The exception to this theme of flight from some kind of persecution seems to be the second vignette, the story of the young man returning to his family village to celebrate his mother’s birthday before murdering a woman and bystander in order to steal the woman’s purse. Based on the factual incident of Zhou Kehua, a gunman suspected of murdering nine people before he was finally gunned down by Chinese police in 2012, his acts of brutality appear to be somewhat cathartic, a symptom of the same restlessness that has driven him from city to city in such a driftless manner.
Indeed, this listless mobility weaves into the narrative throughout the final three vignettes and seemed to be one of the strongest unifying themes of the film as a whole. The characters seem to have little compunction against abandoning their place of abode for somewhere new, whether out of necessity or, in the case of the Zhou character, for the sheer desire to be an abandoner of past and family in favor of something new. China is indeed undergoing the largest mass migration in human history, and the way in which these characters constantly reshuffle their lives around jobs and lovers, alighting at their family homes before departing for parts unknown, seems realistic when set in this context.
The order in which Jia chose to place each of these vignettes appears to form a kind of meta-narrative, descending from the high vantage point of characters who proactively seek redress and agency towards a state of utter hopelessness in the face of a bleak future, driving them towards either death or a profound detachment.
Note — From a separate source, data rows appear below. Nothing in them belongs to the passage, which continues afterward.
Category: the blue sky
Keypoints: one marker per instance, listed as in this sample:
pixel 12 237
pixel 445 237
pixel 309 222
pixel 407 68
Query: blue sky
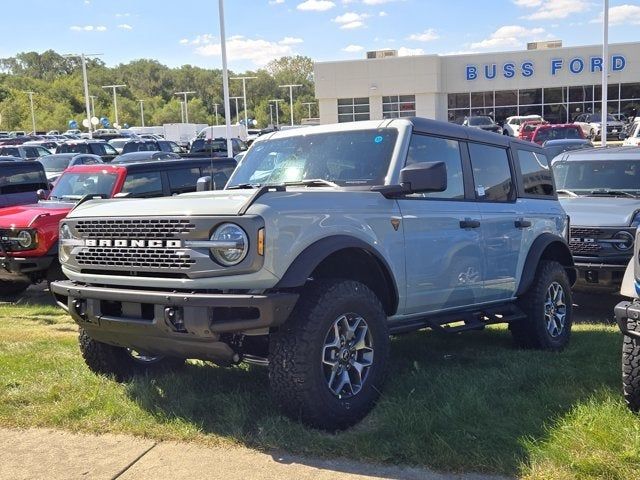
pixel 177 33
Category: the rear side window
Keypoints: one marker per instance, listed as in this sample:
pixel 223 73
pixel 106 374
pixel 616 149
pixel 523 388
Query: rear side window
pixel 183 180
pixel 434 149
pixel 536 173
pixel 491 173
pixel 148 184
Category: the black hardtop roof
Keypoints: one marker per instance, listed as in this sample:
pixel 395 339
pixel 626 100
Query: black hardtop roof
pixel 146 166
pixel 446 129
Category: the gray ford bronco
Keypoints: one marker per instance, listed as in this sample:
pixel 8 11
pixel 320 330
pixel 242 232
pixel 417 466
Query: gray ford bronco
pixel 325 241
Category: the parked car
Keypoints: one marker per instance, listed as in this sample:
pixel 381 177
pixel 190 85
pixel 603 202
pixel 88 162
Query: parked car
pixel 151 145
pixel 556 147
pixel 20 182
pixel 57 163
pixel 546 132
pixel 325 241
pixel 483 123
pixel 29 233
pixel 600 190
pixel 94 147
pixel 591 124
pixel 512 124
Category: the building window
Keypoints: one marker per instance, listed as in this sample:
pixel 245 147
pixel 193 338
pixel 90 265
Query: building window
pixel 353 109
pixel 396 106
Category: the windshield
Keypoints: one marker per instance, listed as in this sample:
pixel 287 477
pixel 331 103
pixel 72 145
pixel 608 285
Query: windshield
pixel 591 175
pixel 74 186
pixel 348 158
pixel 480 121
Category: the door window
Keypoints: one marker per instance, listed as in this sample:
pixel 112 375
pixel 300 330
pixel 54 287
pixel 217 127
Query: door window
pixel 434 149
pixel 491 173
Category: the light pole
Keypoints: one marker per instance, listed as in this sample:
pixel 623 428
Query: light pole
pixel 290 87
pixel 186 112
pixel 33 114
pixel 605 74
pixel 141 111
pixel 308 104
pixel 244 95
pixel 276 101
pixel 115 101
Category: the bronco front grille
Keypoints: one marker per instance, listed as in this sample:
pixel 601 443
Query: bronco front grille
pixel 134 257
pixel 155 228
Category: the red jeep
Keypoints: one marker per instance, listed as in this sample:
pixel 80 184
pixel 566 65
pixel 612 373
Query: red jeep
pixel 29 233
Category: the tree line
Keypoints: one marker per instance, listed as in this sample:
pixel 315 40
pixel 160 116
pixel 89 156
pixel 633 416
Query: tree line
pixel 59 95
The final scene, in which the young woman, who we last see as having cut her hair short and fabricated a new identity, stumbling aimlessly through the barren landscape before joining a crowd of blank faces gazing at a puppet show ends the film on a hollow, bitter note.
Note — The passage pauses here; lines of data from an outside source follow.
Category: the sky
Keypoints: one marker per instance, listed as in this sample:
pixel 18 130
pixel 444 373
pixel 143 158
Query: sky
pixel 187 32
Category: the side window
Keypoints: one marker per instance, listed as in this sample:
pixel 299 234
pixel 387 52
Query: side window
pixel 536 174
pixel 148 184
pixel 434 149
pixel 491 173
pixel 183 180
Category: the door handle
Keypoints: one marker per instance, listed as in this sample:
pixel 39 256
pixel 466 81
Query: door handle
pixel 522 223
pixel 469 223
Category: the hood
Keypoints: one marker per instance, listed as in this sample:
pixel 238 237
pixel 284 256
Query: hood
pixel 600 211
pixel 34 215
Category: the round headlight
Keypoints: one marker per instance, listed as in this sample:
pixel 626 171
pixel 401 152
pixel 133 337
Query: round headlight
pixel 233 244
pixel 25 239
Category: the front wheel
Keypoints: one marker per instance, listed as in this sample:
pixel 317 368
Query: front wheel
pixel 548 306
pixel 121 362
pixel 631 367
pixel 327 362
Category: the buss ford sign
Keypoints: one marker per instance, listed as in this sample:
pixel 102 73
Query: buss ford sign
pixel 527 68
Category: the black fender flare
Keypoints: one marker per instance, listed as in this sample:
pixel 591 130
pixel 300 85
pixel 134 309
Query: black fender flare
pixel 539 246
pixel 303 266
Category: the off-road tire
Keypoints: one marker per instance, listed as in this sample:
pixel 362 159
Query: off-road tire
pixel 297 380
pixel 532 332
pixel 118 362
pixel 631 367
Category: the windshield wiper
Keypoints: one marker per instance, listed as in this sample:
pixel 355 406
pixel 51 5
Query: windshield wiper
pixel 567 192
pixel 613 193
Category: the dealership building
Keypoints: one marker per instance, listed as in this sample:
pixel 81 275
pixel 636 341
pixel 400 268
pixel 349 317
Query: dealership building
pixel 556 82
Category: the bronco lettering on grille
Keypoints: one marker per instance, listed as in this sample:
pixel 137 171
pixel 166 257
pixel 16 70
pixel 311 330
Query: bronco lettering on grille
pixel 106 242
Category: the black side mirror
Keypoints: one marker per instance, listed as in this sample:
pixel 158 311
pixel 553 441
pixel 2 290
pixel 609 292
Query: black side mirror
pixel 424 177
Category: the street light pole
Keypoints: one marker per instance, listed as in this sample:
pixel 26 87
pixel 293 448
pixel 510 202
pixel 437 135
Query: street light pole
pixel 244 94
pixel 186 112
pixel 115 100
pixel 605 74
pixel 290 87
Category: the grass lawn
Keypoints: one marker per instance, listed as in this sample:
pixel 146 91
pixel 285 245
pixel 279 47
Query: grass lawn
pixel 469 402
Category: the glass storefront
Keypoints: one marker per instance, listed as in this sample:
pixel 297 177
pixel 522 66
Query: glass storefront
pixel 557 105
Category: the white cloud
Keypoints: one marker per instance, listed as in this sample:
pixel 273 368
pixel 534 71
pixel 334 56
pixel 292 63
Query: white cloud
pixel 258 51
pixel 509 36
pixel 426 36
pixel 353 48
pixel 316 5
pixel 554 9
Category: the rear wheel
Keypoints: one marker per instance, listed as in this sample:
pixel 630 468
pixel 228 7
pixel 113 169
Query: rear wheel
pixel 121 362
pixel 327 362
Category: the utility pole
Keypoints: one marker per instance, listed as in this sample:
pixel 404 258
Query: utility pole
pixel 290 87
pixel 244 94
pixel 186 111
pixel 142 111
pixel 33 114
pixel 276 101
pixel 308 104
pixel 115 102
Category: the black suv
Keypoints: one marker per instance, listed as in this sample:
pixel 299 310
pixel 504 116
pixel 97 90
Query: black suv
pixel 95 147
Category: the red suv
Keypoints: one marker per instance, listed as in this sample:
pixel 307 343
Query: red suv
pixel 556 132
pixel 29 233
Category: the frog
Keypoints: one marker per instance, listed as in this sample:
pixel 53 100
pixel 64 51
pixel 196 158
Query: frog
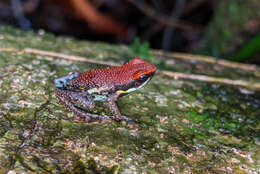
pixel 79 91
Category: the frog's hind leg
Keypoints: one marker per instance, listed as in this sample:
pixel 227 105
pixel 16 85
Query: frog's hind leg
pixel 111 104
pixel 70 98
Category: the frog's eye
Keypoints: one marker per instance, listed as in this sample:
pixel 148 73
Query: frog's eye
pixel 137 83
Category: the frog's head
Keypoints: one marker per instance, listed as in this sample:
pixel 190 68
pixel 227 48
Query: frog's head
pixel 62 81
pixel 140 73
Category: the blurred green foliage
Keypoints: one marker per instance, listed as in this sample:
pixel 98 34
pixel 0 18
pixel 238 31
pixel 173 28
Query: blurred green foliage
pixel 249 50
pixel 143 51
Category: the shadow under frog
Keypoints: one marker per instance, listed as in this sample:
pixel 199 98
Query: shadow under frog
pixel 108 84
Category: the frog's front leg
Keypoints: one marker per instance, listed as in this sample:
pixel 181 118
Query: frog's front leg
pixel 71 99
pixel 111 104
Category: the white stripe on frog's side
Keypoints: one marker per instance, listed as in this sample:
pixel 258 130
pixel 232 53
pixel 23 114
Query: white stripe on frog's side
pixel 134 89
pixel 99 97
pixel 97 90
This is, after all, Jia’s puppet show, one in which he cruelly dangles his marionettes in agony before cutting their strings and smashing them on the ground. In Jia’s version of China, though, the real puppeteers seem to be the most wealthy and powerful, whose fortunes and statuses allow them to not only afford lavish lifestyles in significant disparity from the meager existence of the various protagonists, but also permit them to do as they please with impunity. However, the initial vignette, is an answer to this problem, a fantasy in the style of the 2011 film God Bless America in which Jia gets to have some darkly humorous fun of his own as his protagonist sets about literally blowing the heads off of those who have wronged him.
Jia’s fascinating film serves his homeland up to audiences as a cynical, lawless society in which violence permeates daily life and wealth is the only respected authority until it annulled at the barrel of a gun or the edge of a knife. Jia stays away from explicit criticism of the policies that have led to this sort of situation, but the implications of the desperation and restlessness with which he portrays the lives of his main characters suggest these are but a microcosm of problems on a macro scale.